The 24h × 50k soak gates the production confidence half of PR 7.2.

$env:OTOPCUA_SOAK_RUN      = "1"
$env:OTOPCUA_SOAK_TAGS     = "<actual tag count if Galaxy < 50k>"
$env:OTOPCUA_SOAK_MINUTES  = "1440"   # default 24h; compress for first runs
$env:OTOPCUA_SOAK_DROP_PCT = "0.5"

dotnet test tests\ZB.MOM.WW.OtOpcUa.Driver.Galaxy.ParityTests\ `
  --filter "Category=Soak"

The test logs a per-minute CSV-style line to stdout:

soak,1.0,received=51234,dispatched=51234,dropped=0,ws_mb=412
soak,2.0,received=102468,dispatched=102468,dropped=0,ws_mb=415
...

Capture stdout to a file for post-run analysis. The three guards (received growing, dropped/received ratio, working-set delta) all fire mid-run rather than at end-of-test, so a failure surfaces within the first few minutes if the architecture is wrong.

Compressed-tag soak (when Galaxy isn't 50k tags)

A first-pass validation is fine with the override:

$env:OTOPCUA_SOAK_RUN      = "1"
$env:OTOPCUA_SOAK_TAGS     = "500"      # whatever the dev Galaxy has
$env:OTOPCUA_SOAK_MINUTES  = "60"       # one hour is enough to surface plumbing bugs
$env:OTOPCUA_SOAK_DROP_PCT = "1.0"

This validates the plumbing (bounded channel, pump invariants, leak guard) but doesn't pin the 50k-tag scaling assertion.

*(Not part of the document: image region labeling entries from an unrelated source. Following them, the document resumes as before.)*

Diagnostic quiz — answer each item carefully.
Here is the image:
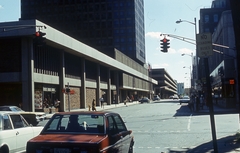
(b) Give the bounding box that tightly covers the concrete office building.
[149,68,177,99]
[199,0,235,108]
[21,0,146,65]
[0,20,157,111]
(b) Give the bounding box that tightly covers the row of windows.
[204,14,219,23]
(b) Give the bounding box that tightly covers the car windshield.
[10,107,23,112]
[43,114,105,134]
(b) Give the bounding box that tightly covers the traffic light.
[160,38,170,53]
[33,31,46,47]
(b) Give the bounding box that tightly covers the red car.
[26,111,134,153]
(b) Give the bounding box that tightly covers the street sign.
[197,33,213,58]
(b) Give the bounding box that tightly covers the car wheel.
[128,144,133,153]
[0,146,9,153]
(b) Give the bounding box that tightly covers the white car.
[0,111,43,153]
[0,106,46,126]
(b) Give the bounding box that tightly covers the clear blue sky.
[0,0,212,87]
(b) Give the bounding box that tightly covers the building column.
[21,38,35,112]
[59,50,66,112]
[96,64,102,106]
[80,58,86,108]
[107,68,112,105]
[115,71,120,104]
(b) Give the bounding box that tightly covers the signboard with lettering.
[197,33,213,58]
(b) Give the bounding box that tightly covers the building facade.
[21,0,146,65]
[149,68,177,99]
[0,20,157,111]
[199,0,235,108]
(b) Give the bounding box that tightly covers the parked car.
[173,95,179,100]
[0,106,46,126]
[179,96,190,105]
[153,95,160,101]
[26,111,134,153]
[139,97,150,103]
[0,111,43,153]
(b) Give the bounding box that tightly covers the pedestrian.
[99,97,104,108]
[124,96,130,107]
[196,95,200,111]
[92,99,97,111]
[54,99,60,112]
[188,95,195,112]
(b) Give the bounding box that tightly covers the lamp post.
[176,18,198,89]
[183,66,192,89]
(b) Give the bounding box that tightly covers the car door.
[0,114,17,151]
[113,115,131,153]
[107,115,122,153]
[10,114,33,150]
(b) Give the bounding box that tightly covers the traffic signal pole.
[204,58,218,153]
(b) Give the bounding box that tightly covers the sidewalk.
[188,105,240,153]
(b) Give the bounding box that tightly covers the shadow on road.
[168,135,240,153]
[174,103,239,117]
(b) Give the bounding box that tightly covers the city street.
[38,100,239,153]
[111,100,239,153]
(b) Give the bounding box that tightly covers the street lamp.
[176,18,198,89]
[182,53,193,57]
[183,66,192,88]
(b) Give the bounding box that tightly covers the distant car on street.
[139,97,150,103]
[26,111,134,153]
[0,105,46,126]
[153,95,160,101]
[173,95,179,99]
[0,111,43,153]
[179,96,190,105]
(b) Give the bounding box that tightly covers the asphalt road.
[109,100,239,153]
[38,100,239,153]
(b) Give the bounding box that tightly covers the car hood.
[30,133,107,143]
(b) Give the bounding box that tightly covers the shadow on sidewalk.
[188,135,240,153]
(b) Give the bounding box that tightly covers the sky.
[0,0,212,88]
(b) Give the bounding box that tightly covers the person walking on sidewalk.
[188,95,195,112]
[99,97,104,108]
[92,99,97,111]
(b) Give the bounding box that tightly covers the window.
[204,15,209,23]
[213,14,218,22]
[114,115,127,132]
[3,115,12,130]
[107,116,118,135]
[10,114,28,129]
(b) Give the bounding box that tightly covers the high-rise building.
[20,0,145,65]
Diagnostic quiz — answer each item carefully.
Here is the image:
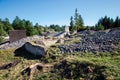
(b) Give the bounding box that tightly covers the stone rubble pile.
[0,36,41,49]
[59,28,120,53]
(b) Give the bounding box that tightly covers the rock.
[23,42,47,57]
[59,29,120,53]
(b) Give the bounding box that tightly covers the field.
[0,47,120,80]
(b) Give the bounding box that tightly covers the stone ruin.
[9,30,26,43]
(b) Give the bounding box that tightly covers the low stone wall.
[59,28,120,53]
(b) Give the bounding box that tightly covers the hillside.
[0,28,120,80]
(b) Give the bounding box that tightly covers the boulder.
[23,42,47,57]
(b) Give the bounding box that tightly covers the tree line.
[70,9,120,32]
[0,8,120,36]
[0,16,63,36]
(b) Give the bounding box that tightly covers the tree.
[12,16,25,30]
[0,23,7,36]
[74,9,84,30]
[70,16,75,31]
[96,24,104,30]
[114,16,120,27]
[3,18,13,34]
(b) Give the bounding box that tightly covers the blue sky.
[0,0,120,26]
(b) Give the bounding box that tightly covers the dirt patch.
[53,60,105,80]
[0,60,20,70]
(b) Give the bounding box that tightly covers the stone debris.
[59,28,120,53]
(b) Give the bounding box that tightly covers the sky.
[0,0,120,26]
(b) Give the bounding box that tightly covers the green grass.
[0,47,120,80]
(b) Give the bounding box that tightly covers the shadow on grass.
[14,46,42,60]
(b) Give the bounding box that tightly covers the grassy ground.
[0,48,120,80]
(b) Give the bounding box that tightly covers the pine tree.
[70,16,75,31]
[74,9,84,30]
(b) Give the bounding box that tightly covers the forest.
[0,9,120,41]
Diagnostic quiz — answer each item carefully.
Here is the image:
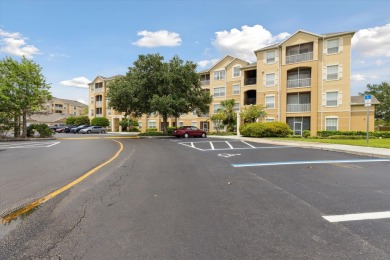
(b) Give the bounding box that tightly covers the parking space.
[174,139,390,252]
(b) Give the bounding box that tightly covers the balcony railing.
[287,78,311,88]
[244,77,257,85]
[287,103,311,113]
[200,80,210,86]
[286,52,313,64]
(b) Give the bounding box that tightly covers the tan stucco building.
[89,31,377,135]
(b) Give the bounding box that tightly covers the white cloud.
[352,23,390,57]
[198,59,219,68]
[60,77,91,88]
[213,25,290,61]
[351,74,366,81]
[0,29,40,59]
[132,30,181,48]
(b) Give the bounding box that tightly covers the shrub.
[91,117,110,127]
[27,124,53,138]
[240,122,292,137]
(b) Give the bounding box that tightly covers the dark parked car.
[173,126,207,138]
[62,125,77,133]
[79,126,106,134]
[70,125,89,134]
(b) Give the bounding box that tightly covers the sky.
[0,0,390,103]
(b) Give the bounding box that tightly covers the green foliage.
[240,122,292,137]
[91,117,110,127]
[27,124,53,138]
[359,82,390,123]
[146,128,157,133]
[303,130,311,138]
[66,116,76,125]
[0,57,51,137]
[107,54,212,133]
[240,105,267,123]
[75,116,90,125]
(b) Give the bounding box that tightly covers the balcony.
[200,80,210,86]
[286,52,313,64]
[287,103,311,113]
[287,78,311,88]
[244,77,257,85]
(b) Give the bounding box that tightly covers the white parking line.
[322,211,390,222]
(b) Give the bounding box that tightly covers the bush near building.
[240,122,292,137]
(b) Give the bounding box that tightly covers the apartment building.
[89,31,378,135]
[41,97,88,116]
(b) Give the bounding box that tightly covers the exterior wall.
[351,105,375,131]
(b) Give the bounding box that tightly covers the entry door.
[294,122,302,135]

Defer the full 50k validation to a customer rig with that scale, or build a synthetic Galaxy with a script that imports 50k attributes onto a generated UDO (~2 hours of one-off work).

Troubleshooting

  • MxGatewaySkipReason says "mxaccessgw not reachable" — the gw isn't listening, or it's on a different port. Test-NetConnection localhost -Port 5120 is the quick check.
  • MxGatewaySkipReason says "mxgateway backend boot failed: RpcException: Unauthenticated" — API key mismatch. Verify the OTOPCUA_PARITY_GW_API_KEY env var matches the gw's configured key.
  • LegacySkipReason says "Galaxy ZB SQL not reachable on localhost:1433" — SQL Server isn't running, or its TCP listener is off. Check services.msc for the SQL Server (default) instance.
  • LegacySkipReason says "Galaxy.Host EXE not built" — the parity harness looks under src/.../bin/Debug/net48/. Build it once: dotnet build src\ZB.MOM.WW.OtOpcUa.Driver.Galaxy.Host. Note the separately-published copy at C:\publish\OtOpcUaGalaxyHost\ is for the Windows service; the parity harness spawns its own subprocess.
  • Both halves resolve but parity scenarios assert deltas — that's the expected outcome the rig exists to surface. Review each delta against docs/v2/Galaxy.ParityMatrix.md's "Accepted deltas" section to decide whether it's a real bug or a pre-accepted divergence.

After the rig is green

Three further steps before PR 7.2 lands:

  1. Promote any newly-discovered accepted-delta to the matrix doc with the why.
  2. Run the full 24h × 50k soak (or compressed tag count if Galaxy isn't that big) and link the stdout log in the PR description.
  3. Pilot the default flip (PR 7.1's Galaxy.DefaultBackend = "GalaxyMxGateway") on a single production node for ~2 weeks. Watch the OTel/metrics surface (docs/v2/Galaxy.Performance.md) for regressions.

Then 7.2 has the rollback-risk evidence its precondition asks for.